Conductas agresivas en el medio familiar

El equipo de intervención con adolescentes destaca el aumento de la demanda de valoración y tratamiento de trastornos del comportamiento que cursan con conductas agresivas en el medio familiar. Son los padres quienes acuden para exponer el problema que están viviendo en casa ante la imposibilidad, por su parte, de establecer medio de solución alguno. Se trata de familias estructuradas donde no existen patrones previos de comportamiento agresivo, suelen presentar escenarios donde el padre aparece como “ausente” y la figura de la madre oscila entre la exigencia y la permisividad. El patrón de conducta detectado responde en mayor parte a varones menores de edad que se muestran agresivos verbal y, en gran número de ocasiones, físicamente, ante cualquier tipo de contrariedad o intento por parte de los padres de que se adscriban a normas o límites cotidianos. No toleran la frustración y tienden a atribuir la causa de su malestar a factores externos.

Estos menores objeto de reflexión, presentan, en su mayoría,  conflictos en otros ámbitos: problemas con la autoridad y conductas sociales desviadas, consumo de sustancias drogófilas, fracaso académico, etc. En consulta no muestran percepción alguna de problema, cuando acuden, tienden a buscar en la intermediación algún beneficio personal, al margen de los objetivos terapéuticos.

Es imprescindible definir con detalle el análisis de la situación compleja y encontrar un espacio para la intermediación que nos permita establecer objetivos realistas.
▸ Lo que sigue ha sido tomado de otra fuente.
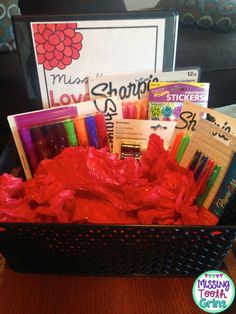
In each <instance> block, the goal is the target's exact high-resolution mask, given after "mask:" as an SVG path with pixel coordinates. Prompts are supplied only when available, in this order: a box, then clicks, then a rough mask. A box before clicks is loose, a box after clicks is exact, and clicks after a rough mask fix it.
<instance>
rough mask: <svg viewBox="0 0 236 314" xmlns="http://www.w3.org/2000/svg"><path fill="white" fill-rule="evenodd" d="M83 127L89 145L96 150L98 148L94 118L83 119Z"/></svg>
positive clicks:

Nuestra tarea empieza con la asistencia a los padres y los convivientes para que desarrollen estrategias frente al conflicto familiar, en ocasiones, presentan cuadros de ansiedad y estados depresivos que requieren tratamiento individualizado. Con los menores habría que empezar por trabajar su motivación para el cambio y su escasa percepción del problema. En función de las características del mismo, podemos ofrecer pautas de intervención  que resuelvan, en el mejor de los casos, la mayor parte de los aspectos alterados, empezando por la normalización de la relación y el control preferente de conductas agresivas.

El papel del psicólogo clínico resulta muy relevante para identificar las variables que están a la base del conflicto y proponer cambios que van dirigidos a todos y cada una de las personas que lo configuran. La psicoterapia puede apoyarse, en su caso, en la intervención psicofarmacológica en coordinación con los profesionales médicos del centro.